PRD Handoff Protocol

How does a specification become a plan that becomes working software?

Dream Team                              Engineering
    |                                        |
    |  1. Write spec (Intent+Stories+FAVV)   |
    |  2. Populate SPEC-MAP rows             |
    |  3. Signal handoff via comms           |
    |                                   4. Parse spec → fitness check
    |  4b. BOUNCE (if fitness fails)   <-----|
    |                                   5. Write failing tests (RED)
    |                                   6. Build: RED → GREEN
    |                                   7. Validate: all specs GREEN
    |  8. Commission via browser        <----|
    |  9. Update feature-matrix              |
    |     --- REVERSE SIGNAL ---             |
    |                                  10. Behavior changes → spec-delta
    | 11. Update spec, re-commission    <----|

The gap between "what to build" and "how to build it" is where most projects fail. This protocol defines the contract: what the dream team writes, what engineering reads, and how the spec parser bridges them.

The Contract

Team	Owns	Authoritative Source	Shared Format
Dream Team	What and Why	PRD creation template	`spec/index.md` (FAVV v2.1)
Engineering	How	Plan templates (task sequence + reuse)	Implementation plan with reference back to spec

Each side has one authoritative source. Dream team follows the PRD creation template to produce specs. Engineering follows plan templates to produce implementations. The spec is the shared contract — engineering never builds from messages, verbal agreements, or tier checklists without stories.

Ownership Boundary

The dream team writes stories that state what must be true — not how to make it true. "Admin can toggle permissions per entity per role, change persists, unauthorized user denied" is a truth test. Engineering decides whether that's a server action, an API endpoint, or a database trigger.

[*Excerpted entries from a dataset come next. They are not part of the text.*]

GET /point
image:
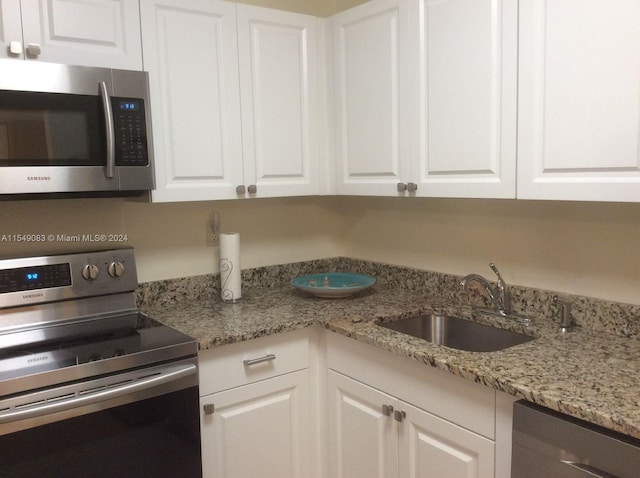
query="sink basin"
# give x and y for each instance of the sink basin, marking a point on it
(457, 333)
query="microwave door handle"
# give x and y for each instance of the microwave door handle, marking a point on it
(110, 167)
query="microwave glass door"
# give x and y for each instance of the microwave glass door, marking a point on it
(51, 129)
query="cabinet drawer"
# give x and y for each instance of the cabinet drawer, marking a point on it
(258, 359)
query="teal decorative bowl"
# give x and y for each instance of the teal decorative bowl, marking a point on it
(333, 285)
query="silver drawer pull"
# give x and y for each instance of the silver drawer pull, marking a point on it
(266, 358)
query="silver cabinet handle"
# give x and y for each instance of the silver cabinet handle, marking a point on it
(33, 49)
(399, 415)
(266, 358)
(110, 167)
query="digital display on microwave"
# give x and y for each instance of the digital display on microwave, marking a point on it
(128, 105)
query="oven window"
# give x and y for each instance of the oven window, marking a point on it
(154, 438)
(51, 129)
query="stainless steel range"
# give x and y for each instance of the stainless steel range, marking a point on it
(88, 384)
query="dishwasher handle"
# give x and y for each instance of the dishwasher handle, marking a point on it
(591, 470)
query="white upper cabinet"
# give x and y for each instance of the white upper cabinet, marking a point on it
(80, 32)
(465, 61)
(191, 55)
(234, 91)
(370, 85)
(278, 84)
(579, 100)
(426, 98)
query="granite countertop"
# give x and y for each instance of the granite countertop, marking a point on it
(586, 374)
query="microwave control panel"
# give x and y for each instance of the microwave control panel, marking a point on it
(130, 131)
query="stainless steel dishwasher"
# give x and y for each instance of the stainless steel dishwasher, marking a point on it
(548, 444)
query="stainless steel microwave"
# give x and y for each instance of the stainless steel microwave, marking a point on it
(73, 130)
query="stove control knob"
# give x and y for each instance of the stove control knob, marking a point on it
(90, 272)
(116, 269)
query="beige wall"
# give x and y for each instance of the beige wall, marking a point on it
(582, 248)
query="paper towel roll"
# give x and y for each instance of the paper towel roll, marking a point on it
(230, 281)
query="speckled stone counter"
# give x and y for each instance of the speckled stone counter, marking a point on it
(585, 373)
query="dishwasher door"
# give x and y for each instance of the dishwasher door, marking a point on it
(547, 444)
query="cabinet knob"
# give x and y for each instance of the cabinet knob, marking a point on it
(15, 48)
(33, 49)
(399, 415)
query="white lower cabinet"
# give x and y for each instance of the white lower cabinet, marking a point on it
(312, 403)
(259, 429)
(392, 417)
(257, 422)
(373, 434)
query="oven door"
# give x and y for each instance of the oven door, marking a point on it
(139, 423)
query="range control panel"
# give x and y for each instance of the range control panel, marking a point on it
(33, 280)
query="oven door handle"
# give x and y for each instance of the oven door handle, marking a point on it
(155, 379)
(110, 167)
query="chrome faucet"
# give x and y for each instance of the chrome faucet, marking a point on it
(499, 295)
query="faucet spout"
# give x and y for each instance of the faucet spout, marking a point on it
(499, 295)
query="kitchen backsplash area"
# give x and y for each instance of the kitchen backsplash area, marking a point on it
(589, 313)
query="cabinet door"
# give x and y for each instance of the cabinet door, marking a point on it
(10, 27)
(363, 440)
(83, 32)
(579, 97)
(465, 52)
(192, 58)
(431, 447)
(370, 83)
(278, 78)
(258, 430)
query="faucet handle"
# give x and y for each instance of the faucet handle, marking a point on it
(497, 272)
(564, 304)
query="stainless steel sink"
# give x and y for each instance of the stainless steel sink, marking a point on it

Dream Team Decides	Engineering Decides
User stories and acceptance criteria	Implementation architecture
Forbidden outcomes (safety tests)	Which layer handles enforcement
FeatureIDs and scope	Template selection and plan structure
Kill date and priority order	Sprint sequencing and task dependencies
What "done" looks like	How to get there

Non-negotiable from both sides: monorepo structure, hexagonal layering, generators for boilerplate, tests before implementation. These are the substrate that makes continuous improvement possible — not implementation choices.

PRD Structure

prd-{name}/
 index.md           <- Decision surface (10s read)
 pictures/          <- Pre-flight maps (thinking instruments)
 prompt-deck/       <- Sales compression (2min read)
 spec/              <- Engineering spec (30min read)
   index.md         <- Intent Contract + Story Contract + Build Contract

Spec Anatomy

The spec parser reads three contracts from spec/index.md:

Intent Contract

9 dimensions defining agent autonomy boundaries. Not parsed into tasks — used for judgment when instructions run out.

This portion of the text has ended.